= Half flux diameter =

The half flux diameter or HFD is a definition used by astronomers to define the star size in an astronomical image. Mainly due to the seeing, stars are not imaged as a dot but spread out like a Gaussian shape. The half flux diameter defines the diameter of a circle around the bright center in which half of the star flux or energy is contained. The other half of the flux is outside this circle. The half flux diameter unit is pixels.

The lower the half flux diameter value the better the seeing is and the sharper the image. It is a similar measurement to full width at half maximum (FWHM), but is a more robust measurement especially for stars out of focus. For a perfect Gaussian shaped star image, both the FWHM and half flux diameter values are theoretically $2\sqrt{2ln(2)}$ σ or 2.3548 σ.

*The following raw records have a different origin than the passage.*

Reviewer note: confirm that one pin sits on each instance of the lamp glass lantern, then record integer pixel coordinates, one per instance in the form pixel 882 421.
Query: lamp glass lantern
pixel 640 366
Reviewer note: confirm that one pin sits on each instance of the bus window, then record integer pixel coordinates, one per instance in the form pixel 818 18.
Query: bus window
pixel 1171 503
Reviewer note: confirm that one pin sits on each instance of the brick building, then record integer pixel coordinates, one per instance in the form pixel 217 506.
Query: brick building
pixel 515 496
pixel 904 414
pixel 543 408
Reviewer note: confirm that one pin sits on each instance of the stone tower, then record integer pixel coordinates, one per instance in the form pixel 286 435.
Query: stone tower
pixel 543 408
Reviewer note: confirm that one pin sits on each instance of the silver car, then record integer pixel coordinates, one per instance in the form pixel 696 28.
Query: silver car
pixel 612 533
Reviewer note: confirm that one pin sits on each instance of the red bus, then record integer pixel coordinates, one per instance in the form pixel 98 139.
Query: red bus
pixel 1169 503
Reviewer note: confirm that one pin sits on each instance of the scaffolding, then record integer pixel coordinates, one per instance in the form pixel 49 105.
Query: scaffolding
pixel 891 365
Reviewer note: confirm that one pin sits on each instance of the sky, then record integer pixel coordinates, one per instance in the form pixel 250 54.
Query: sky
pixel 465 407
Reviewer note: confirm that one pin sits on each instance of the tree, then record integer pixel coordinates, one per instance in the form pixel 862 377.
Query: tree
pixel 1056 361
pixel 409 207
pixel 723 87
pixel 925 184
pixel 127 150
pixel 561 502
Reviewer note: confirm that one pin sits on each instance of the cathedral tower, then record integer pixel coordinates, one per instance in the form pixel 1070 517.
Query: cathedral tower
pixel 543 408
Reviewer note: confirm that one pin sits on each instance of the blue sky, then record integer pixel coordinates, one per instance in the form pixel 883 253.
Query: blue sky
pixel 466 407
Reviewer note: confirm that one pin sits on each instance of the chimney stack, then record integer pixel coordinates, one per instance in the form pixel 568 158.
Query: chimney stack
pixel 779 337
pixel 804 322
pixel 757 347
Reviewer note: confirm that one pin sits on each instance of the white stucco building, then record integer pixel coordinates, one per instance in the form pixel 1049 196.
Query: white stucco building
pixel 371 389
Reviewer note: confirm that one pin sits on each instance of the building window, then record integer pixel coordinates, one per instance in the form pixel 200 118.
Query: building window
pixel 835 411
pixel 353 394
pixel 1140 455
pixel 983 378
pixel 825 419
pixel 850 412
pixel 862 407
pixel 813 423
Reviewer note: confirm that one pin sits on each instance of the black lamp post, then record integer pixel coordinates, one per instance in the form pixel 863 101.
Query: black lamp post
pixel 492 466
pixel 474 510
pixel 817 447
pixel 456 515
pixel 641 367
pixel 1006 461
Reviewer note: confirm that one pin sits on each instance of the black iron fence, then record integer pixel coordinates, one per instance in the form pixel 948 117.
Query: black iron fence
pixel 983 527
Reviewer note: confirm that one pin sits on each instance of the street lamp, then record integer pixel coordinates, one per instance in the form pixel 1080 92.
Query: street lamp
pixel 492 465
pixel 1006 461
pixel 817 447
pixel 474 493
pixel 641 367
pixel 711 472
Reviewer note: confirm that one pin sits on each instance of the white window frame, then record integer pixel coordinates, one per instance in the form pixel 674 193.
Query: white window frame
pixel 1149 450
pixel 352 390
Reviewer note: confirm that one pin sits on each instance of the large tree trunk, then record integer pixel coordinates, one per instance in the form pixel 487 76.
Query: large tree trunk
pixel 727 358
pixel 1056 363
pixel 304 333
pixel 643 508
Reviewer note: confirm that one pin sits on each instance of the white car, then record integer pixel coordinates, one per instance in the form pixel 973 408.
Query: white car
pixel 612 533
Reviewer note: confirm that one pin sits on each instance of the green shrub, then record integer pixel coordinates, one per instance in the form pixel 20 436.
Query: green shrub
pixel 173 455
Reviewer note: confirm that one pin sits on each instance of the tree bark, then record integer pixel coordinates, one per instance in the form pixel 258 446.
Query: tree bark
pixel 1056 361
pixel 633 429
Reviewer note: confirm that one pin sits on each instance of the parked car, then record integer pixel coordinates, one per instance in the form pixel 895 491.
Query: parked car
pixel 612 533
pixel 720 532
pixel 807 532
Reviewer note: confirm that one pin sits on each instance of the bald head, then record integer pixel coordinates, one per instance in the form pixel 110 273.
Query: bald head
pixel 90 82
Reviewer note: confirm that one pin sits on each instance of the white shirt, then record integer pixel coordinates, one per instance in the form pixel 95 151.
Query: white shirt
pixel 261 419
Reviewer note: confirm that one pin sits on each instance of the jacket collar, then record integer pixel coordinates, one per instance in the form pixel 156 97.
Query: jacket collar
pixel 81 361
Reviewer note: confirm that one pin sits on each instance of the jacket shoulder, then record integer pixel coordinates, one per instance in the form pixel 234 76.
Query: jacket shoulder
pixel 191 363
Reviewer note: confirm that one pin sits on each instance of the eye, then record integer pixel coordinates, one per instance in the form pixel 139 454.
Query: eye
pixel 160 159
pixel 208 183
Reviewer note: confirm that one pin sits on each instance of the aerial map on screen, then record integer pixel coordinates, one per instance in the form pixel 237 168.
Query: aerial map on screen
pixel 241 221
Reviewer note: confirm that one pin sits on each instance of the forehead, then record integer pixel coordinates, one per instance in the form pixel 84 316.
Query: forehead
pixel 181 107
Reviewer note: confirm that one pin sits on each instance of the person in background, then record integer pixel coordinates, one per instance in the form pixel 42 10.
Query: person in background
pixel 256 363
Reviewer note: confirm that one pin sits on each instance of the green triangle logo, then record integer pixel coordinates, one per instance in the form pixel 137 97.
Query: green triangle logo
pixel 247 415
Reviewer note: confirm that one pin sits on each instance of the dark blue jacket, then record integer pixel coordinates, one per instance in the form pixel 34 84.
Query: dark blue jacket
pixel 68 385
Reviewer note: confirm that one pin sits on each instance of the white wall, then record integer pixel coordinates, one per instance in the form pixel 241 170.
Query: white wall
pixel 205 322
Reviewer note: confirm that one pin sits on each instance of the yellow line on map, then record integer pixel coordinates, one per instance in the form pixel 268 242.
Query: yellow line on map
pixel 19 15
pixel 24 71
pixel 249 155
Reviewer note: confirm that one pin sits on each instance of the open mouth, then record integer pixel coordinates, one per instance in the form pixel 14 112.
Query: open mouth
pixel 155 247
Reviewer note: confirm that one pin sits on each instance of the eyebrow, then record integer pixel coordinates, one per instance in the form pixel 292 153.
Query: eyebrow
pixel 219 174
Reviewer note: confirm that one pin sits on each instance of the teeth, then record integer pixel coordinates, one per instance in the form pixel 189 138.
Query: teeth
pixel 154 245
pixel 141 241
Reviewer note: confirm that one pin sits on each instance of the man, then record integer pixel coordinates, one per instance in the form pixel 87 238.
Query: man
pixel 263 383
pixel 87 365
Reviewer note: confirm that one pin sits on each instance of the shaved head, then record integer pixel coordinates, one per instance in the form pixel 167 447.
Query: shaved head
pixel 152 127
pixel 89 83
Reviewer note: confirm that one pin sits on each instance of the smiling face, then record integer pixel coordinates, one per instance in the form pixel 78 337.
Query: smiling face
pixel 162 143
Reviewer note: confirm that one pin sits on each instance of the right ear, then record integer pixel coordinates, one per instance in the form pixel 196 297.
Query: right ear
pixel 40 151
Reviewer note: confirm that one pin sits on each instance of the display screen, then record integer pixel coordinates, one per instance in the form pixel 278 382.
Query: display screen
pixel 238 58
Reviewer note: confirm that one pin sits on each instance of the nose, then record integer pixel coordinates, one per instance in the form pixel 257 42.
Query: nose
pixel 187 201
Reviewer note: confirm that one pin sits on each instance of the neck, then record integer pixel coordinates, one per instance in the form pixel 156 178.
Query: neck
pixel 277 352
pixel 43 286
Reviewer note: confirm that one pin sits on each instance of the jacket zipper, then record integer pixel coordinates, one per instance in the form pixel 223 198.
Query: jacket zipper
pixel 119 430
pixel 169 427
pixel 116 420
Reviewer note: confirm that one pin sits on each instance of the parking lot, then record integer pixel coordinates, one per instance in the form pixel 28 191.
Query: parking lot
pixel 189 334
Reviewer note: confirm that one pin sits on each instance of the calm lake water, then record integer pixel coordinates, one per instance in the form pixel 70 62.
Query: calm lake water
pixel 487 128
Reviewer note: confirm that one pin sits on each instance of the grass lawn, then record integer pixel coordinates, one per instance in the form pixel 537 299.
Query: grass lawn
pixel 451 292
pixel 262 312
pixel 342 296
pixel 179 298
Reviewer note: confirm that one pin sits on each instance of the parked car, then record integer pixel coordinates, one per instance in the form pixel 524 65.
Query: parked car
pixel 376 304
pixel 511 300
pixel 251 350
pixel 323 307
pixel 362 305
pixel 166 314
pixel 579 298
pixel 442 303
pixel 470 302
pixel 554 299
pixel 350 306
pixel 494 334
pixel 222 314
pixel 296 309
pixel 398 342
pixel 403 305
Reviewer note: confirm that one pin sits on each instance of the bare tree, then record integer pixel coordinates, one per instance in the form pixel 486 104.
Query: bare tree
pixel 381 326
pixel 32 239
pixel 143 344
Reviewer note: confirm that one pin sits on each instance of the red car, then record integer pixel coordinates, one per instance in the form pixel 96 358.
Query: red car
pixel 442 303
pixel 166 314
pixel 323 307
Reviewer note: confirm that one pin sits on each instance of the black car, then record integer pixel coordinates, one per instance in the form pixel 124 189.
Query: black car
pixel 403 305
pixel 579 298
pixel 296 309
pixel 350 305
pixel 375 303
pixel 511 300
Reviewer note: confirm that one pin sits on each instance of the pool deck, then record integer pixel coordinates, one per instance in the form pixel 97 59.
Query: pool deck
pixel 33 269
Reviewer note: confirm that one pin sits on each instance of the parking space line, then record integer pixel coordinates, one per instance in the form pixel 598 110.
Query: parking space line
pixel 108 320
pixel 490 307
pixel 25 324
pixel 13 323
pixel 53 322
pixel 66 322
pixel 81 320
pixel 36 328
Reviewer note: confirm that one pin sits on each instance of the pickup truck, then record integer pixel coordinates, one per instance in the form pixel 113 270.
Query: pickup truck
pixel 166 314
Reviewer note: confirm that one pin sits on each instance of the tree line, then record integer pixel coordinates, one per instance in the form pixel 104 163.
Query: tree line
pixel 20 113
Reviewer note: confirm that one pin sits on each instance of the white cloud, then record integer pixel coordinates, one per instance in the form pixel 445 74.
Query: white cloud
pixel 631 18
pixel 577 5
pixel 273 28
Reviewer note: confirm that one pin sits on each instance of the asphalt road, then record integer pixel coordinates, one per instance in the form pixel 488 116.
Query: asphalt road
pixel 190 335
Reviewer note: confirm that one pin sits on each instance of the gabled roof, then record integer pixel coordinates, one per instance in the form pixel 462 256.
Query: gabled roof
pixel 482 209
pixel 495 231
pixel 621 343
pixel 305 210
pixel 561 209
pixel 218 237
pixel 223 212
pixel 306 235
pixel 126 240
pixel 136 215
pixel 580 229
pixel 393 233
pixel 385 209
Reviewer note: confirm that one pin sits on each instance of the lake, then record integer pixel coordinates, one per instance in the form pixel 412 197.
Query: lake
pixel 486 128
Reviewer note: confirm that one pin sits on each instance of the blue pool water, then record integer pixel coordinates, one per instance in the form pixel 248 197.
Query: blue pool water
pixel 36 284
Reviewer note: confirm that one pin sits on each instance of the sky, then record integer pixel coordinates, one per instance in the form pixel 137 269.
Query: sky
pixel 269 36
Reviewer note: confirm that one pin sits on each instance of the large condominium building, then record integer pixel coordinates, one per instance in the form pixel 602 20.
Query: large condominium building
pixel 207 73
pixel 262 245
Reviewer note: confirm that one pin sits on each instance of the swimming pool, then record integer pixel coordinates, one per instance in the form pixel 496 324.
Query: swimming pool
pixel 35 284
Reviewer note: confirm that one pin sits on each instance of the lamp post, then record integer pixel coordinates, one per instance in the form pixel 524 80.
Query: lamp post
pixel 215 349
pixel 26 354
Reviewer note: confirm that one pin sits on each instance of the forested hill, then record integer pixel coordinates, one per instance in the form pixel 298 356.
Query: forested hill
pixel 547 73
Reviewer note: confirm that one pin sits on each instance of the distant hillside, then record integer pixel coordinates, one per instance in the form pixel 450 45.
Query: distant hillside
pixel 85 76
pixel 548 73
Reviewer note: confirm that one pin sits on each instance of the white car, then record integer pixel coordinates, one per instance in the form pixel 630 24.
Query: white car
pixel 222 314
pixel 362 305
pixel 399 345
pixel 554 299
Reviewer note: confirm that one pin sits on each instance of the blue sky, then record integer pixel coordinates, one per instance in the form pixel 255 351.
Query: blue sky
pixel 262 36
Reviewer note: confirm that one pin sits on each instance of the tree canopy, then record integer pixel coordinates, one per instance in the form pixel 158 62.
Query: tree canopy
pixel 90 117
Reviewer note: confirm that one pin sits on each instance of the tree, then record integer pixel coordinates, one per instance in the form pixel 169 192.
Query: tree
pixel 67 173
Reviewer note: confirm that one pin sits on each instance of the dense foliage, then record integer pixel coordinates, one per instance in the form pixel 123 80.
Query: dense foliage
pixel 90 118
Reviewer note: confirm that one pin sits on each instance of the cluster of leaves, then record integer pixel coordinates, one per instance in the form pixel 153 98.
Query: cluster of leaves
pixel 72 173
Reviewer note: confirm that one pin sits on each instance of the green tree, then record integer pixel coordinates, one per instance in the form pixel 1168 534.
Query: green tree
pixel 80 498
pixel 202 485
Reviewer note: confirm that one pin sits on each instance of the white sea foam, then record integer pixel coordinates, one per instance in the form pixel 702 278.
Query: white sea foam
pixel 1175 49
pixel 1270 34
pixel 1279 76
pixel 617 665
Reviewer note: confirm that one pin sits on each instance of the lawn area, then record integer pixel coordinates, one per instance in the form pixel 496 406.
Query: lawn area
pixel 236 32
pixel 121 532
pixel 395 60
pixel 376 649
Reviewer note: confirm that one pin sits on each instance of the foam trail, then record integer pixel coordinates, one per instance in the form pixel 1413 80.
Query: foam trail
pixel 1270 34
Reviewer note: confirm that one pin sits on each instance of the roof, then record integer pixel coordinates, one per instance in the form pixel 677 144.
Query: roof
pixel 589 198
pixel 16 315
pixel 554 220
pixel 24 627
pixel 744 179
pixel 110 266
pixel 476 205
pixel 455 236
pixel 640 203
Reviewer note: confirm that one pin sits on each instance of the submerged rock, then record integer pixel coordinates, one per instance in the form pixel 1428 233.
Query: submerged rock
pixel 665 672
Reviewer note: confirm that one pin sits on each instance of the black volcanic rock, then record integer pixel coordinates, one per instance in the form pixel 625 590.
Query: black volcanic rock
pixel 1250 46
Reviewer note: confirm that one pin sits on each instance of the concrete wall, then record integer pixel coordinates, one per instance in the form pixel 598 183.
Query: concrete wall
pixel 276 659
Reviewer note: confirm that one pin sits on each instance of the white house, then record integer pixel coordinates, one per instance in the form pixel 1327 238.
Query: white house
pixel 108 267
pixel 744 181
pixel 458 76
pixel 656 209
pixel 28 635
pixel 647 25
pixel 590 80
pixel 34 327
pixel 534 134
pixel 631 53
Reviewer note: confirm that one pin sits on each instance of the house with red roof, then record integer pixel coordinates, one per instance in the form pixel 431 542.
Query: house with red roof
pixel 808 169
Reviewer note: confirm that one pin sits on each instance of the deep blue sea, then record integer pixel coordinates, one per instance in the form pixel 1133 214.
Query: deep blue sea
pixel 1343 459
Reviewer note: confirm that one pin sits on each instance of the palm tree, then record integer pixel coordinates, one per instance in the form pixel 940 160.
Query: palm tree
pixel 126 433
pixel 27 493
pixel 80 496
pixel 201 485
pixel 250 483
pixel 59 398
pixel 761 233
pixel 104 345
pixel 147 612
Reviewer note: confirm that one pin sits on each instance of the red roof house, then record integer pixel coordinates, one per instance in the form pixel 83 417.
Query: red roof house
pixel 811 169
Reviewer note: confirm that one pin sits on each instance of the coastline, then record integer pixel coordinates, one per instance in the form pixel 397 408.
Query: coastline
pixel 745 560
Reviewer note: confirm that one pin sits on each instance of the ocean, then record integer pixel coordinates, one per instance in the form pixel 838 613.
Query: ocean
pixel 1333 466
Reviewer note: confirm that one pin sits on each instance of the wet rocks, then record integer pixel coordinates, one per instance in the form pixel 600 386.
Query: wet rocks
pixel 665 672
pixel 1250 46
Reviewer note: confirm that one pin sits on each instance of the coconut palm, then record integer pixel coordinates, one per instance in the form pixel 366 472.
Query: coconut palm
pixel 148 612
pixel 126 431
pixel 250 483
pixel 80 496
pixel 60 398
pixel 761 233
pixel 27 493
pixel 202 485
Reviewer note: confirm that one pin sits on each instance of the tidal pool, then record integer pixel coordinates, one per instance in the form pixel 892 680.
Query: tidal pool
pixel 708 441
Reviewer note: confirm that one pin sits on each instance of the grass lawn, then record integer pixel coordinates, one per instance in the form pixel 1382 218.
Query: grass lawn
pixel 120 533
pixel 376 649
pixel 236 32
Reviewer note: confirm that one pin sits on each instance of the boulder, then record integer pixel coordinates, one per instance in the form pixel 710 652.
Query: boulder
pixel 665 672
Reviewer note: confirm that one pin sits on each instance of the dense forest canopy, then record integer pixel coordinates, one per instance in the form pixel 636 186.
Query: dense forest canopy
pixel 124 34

The half flux diameter calculation is an approximate but fast routine, assuming that the half flux diameter line splits the star in equal portions of gravity.

Variables:
- Vi: brightness value of each pixel above the background, representing the star flux to that pixel
- di: distance from gravity centroid to each pixel.
- H: half flux radius (HFR). This is half of the half flux diameter.

The center of gravity is zero at H:
$\sum_{i=1}^N V_i(d_i - H)=0$

This can be rewritten as:

$\sum_{i=1}^N V_i H=\sum_{i=1}^N V_i d_i$

The H is then:

$H= \frac{\sum_{i=1}^N V_i d_i}{\sum_{i=1}^N V_i}$
HFD is linked to H by:
$HFD=2 H$

Since normally the number of pixels illuminated is small and the calculated star center of star is not at the center of a pixel, the above summation should be calculated on sub-pixel level or the image should be re-sampled to a higher resolution.

Using this approximate method, the half flux diameter of a perfect Gaussian shaped star, highly over sampled is 2.5066 σ. An offset of +6.4%.